Training and Evaluating the model

The Public Dataset will be used to train the model. The “create mode” clause is used to build and train the “experimental data.sm experimental model” model. The “create or replace model” command generates and trains a model while also replacing an existing model with the same name in the supplied dataset.

Training

CREATE OR REPLACE MODEL `experimental_data.sm_experimental_model` OPTIONS ( model_type='logistic_reg', auto_class_weights=true, data_split_method='no_split', input_label_cols=['income_bracket'], max_iterations=15)

The preceding sentence implies that you are developing a logistic regression model. This option generates either logistic regression or a multiclass logistic regression model. The label column in logistic regression models must only have two different values. When creating a multiclass logistic regression model, use training data with more than two unique labels.

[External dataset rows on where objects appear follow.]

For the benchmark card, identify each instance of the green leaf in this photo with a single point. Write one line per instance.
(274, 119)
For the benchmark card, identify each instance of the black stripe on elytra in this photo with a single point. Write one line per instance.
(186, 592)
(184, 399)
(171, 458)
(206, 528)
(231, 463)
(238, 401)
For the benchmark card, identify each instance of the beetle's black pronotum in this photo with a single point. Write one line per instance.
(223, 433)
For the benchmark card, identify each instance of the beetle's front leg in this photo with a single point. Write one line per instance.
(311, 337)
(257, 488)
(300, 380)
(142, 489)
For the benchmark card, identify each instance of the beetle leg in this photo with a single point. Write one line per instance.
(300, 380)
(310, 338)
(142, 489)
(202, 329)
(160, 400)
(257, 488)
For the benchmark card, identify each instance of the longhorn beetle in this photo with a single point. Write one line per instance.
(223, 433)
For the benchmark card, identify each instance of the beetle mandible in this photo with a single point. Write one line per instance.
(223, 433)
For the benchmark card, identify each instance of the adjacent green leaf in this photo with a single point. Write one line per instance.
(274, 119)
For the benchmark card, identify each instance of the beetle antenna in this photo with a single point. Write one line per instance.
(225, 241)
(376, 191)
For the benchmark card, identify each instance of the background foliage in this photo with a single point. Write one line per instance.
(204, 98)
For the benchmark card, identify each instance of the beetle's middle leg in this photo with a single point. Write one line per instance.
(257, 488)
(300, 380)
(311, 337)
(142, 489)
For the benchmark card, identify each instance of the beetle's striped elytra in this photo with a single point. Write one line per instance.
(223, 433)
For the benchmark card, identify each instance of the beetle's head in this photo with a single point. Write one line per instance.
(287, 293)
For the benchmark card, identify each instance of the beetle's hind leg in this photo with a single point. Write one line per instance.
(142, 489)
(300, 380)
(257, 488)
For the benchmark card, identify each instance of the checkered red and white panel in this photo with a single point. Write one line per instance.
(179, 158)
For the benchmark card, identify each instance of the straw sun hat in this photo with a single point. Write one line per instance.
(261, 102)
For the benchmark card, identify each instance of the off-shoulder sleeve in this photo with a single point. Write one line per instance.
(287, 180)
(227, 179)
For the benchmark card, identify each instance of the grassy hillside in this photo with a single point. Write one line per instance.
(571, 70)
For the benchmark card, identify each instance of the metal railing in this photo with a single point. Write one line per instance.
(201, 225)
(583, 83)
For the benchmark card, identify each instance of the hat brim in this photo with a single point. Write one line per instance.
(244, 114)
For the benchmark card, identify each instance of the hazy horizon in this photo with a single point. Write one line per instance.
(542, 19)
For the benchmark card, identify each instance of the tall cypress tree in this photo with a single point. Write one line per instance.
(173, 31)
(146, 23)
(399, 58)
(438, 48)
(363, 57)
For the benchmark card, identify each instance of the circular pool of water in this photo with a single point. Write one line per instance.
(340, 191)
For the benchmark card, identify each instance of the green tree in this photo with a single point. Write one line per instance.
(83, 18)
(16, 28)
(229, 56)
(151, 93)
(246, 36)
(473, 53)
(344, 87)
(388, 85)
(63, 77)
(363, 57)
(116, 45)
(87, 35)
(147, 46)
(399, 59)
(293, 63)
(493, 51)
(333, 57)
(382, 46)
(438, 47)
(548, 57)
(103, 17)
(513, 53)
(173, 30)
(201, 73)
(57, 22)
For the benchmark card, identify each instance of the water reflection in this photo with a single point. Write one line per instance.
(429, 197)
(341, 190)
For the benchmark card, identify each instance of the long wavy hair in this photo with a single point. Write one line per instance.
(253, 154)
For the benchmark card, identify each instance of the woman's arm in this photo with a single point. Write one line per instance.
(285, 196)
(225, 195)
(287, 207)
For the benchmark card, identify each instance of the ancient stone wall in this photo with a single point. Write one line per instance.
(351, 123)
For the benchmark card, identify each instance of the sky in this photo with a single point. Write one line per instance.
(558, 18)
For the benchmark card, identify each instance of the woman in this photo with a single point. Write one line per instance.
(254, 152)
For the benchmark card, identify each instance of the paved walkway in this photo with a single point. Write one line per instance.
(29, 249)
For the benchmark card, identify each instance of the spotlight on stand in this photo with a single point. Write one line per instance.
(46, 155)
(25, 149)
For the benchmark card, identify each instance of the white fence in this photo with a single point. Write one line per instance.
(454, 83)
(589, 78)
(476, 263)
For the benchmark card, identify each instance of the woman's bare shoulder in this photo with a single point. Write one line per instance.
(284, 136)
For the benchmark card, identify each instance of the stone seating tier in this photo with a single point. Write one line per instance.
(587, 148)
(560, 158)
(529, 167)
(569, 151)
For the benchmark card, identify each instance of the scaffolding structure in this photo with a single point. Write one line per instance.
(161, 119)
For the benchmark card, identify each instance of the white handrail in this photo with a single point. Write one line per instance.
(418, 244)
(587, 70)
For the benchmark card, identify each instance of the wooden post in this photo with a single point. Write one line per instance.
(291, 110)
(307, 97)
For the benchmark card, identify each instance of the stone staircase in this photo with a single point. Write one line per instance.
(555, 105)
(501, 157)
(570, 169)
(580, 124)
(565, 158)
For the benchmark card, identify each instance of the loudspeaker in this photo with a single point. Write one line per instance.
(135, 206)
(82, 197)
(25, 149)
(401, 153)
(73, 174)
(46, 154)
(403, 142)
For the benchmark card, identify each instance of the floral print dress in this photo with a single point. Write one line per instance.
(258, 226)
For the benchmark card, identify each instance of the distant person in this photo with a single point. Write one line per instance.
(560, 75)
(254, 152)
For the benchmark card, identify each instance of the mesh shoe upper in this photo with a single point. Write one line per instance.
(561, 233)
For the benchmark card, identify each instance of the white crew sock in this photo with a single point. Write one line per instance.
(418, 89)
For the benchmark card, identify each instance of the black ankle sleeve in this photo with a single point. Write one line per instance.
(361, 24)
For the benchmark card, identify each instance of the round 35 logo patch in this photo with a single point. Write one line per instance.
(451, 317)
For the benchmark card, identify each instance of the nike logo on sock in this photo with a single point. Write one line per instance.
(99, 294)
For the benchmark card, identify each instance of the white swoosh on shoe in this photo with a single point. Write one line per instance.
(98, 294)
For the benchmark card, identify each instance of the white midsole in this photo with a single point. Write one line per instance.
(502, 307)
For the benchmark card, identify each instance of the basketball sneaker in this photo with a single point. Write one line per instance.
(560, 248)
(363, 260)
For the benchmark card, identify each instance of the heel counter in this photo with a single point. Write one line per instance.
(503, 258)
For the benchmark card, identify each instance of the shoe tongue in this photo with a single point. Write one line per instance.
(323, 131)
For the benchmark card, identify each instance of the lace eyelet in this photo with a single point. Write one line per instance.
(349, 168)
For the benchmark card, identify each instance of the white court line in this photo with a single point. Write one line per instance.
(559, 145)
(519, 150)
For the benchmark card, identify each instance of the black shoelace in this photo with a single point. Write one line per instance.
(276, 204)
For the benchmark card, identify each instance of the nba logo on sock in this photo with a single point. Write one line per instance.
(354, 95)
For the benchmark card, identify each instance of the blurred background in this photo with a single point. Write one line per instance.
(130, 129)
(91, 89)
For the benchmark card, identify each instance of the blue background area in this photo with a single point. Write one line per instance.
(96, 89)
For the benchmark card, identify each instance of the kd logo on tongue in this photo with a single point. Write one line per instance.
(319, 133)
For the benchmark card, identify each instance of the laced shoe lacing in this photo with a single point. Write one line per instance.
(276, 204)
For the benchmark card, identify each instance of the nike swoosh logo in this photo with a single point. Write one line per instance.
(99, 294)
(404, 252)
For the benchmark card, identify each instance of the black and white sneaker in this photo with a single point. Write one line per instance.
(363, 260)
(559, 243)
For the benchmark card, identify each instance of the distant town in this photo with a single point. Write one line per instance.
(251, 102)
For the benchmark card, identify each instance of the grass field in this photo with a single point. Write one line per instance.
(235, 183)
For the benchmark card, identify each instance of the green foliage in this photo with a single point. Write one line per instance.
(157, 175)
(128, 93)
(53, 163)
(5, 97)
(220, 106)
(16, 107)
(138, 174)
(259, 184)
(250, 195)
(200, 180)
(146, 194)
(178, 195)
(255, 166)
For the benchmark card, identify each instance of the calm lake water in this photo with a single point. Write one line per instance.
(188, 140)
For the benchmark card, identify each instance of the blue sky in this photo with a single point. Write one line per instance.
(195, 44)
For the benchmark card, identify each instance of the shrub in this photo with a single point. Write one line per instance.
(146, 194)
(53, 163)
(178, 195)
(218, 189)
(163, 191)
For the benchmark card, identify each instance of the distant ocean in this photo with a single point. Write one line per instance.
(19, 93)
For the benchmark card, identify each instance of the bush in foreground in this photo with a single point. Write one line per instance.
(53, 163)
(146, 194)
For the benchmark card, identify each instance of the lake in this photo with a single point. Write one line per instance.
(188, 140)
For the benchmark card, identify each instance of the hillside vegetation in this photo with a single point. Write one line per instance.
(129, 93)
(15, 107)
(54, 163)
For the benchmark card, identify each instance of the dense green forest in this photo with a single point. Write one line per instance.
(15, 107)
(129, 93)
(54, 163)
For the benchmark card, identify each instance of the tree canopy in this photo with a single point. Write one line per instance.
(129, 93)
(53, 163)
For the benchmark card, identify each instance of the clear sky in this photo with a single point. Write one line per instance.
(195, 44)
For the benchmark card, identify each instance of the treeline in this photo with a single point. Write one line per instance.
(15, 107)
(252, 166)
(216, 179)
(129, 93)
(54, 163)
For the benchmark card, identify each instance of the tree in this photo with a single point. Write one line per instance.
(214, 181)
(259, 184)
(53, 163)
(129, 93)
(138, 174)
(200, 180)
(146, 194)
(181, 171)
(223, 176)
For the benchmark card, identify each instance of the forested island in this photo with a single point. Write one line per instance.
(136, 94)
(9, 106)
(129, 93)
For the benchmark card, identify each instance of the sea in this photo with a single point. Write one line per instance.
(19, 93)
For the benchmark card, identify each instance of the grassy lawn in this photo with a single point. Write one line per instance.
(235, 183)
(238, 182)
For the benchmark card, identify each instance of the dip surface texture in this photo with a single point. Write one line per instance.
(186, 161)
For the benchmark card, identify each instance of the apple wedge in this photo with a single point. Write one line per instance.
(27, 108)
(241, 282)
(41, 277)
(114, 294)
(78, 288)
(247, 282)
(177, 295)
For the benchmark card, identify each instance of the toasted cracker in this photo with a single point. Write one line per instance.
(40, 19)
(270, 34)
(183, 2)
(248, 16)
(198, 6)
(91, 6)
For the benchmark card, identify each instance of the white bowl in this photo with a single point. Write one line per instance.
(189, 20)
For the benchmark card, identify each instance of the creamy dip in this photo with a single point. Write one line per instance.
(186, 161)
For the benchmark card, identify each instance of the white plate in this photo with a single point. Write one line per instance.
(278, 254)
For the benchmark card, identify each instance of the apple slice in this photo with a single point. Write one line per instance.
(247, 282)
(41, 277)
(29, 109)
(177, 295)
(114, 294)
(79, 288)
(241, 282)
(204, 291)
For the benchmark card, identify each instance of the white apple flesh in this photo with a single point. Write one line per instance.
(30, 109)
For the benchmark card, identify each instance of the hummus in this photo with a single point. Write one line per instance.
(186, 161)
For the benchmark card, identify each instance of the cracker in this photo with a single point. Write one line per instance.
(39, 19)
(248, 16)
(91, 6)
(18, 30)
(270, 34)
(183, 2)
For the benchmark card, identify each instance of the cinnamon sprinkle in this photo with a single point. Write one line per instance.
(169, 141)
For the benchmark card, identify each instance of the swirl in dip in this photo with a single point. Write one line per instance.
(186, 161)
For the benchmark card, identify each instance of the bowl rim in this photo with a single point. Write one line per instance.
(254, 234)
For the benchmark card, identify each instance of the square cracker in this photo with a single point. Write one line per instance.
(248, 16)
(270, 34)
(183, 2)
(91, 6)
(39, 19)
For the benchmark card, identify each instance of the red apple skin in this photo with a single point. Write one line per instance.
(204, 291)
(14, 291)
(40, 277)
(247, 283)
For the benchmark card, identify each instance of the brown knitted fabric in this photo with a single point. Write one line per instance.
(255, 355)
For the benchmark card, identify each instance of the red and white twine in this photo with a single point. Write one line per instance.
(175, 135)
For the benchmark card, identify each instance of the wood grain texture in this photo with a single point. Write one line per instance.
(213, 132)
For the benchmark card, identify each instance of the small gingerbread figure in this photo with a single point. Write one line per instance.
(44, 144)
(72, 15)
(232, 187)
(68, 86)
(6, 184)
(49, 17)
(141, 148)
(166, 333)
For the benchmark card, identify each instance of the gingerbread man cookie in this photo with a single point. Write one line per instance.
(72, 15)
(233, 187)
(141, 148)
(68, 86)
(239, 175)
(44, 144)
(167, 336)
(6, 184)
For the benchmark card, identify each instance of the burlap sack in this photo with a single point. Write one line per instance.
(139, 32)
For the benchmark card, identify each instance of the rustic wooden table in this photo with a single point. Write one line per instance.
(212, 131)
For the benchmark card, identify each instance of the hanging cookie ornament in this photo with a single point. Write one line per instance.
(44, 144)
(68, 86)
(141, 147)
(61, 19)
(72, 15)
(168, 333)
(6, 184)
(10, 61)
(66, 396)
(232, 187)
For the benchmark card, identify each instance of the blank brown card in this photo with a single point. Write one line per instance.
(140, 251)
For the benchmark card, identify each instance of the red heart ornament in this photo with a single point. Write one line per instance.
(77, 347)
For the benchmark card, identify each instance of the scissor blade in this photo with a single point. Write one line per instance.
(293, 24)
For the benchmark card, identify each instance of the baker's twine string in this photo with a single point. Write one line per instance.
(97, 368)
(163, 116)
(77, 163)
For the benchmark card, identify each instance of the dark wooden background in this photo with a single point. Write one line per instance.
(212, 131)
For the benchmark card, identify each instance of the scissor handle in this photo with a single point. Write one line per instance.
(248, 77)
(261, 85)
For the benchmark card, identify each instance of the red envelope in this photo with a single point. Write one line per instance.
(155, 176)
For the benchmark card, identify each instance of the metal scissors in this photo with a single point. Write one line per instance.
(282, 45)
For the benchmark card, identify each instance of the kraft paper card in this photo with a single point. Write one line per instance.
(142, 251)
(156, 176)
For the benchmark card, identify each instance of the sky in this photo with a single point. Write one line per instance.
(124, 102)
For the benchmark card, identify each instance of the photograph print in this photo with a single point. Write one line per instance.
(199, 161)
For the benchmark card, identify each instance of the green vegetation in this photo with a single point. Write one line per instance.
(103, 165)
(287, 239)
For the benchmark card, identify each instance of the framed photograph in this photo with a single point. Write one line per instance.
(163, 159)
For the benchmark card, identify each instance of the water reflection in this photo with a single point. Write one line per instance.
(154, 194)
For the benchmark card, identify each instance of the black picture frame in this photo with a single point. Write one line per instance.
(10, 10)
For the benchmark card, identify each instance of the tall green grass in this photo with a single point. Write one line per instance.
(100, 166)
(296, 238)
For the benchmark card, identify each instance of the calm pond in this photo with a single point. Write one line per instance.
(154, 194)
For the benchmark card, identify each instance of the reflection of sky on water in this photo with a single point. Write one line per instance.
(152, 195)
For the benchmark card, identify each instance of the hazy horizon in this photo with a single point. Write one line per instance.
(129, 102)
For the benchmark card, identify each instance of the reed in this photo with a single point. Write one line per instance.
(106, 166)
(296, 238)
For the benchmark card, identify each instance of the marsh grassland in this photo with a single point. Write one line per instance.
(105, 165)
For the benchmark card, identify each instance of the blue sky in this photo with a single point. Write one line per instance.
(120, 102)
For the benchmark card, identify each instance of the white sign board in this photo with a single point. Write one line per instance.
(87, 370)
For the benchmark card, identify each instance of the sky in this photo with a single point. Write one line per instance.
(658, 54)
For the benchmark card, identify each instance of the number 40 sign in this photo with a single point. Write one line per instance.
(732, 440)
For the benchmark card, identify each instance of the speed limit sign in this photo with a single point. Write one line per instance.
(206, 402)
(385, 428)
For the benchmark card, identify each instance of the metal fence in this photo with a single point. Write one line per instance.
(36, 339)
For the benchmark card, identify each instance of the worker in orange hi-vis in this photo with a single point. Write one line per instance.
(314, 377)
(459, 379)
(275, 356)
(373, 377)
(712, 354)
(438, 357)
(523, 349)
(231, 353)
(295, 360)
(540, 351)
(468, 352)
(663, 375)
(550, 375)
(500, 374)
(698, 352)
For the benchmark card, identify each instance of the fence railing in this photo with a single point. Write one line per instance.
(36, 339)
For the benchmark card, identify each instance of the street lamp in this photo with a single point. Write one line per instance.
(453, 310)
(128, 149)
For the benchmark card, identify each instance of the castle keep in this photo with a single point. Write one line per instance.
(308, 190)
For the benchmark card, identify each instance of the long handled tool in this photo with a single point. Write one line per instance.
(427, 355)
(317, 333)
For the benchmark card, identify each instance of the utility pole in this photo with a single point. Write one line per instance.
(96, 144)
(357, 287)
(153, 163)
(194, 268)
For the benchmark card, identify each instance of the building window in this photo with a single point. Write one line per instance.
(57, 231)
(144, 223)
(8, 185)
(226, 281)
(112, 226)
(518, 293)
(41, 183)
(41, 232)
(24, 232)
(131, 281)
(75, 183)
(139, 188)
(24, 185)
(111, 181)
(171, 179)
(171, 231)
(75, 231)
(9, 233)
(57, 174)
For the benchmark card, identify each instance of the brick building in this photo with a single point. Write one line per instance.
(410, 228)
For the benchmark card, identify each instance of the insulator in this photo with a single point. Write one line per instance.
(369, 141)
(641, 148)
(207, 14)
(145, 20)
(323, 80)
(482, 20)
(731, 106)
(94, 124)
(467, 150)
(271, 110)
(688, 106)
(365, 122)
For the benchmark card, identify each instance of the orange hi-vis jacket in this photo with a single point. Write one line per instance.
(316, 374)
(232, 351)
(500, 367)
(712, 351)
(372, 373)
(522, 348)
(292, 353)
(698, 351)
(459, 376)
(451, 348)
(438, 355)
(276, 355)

  • model_type: need to specify the model like in this article using logistic regression.
  • auto_class_weights: The training data used to build a multiclass logistic regression model is unweighted by default. If the labels in the training data are skewed, the model may learn to overestimate the most common class of labels, which may be undesirable. Class weights can be employed in logistic and multiclass logistic regressions to balance the class labels. If true, the weights for each class are determined in inverse proportion to their frequency.
  • data_split_method: The procedure for dividing input data into training and assessment sets. The model is trained using training data. The early halting of evaluation data is utilised to avoid overfitting. The default setting is auto split. Since already split the data before, I set it to “no split”.
  • input_label_cols: The name(s) of the label column(s) in the training data. Although input label cols allow an array of strings, the linear reg and logistic reg models only support one array member. If input label cols are not supplied, the training data column labelled “label” is utilised. The query fails if neither exists.
  • max_iterations: The maximum number of training steps. 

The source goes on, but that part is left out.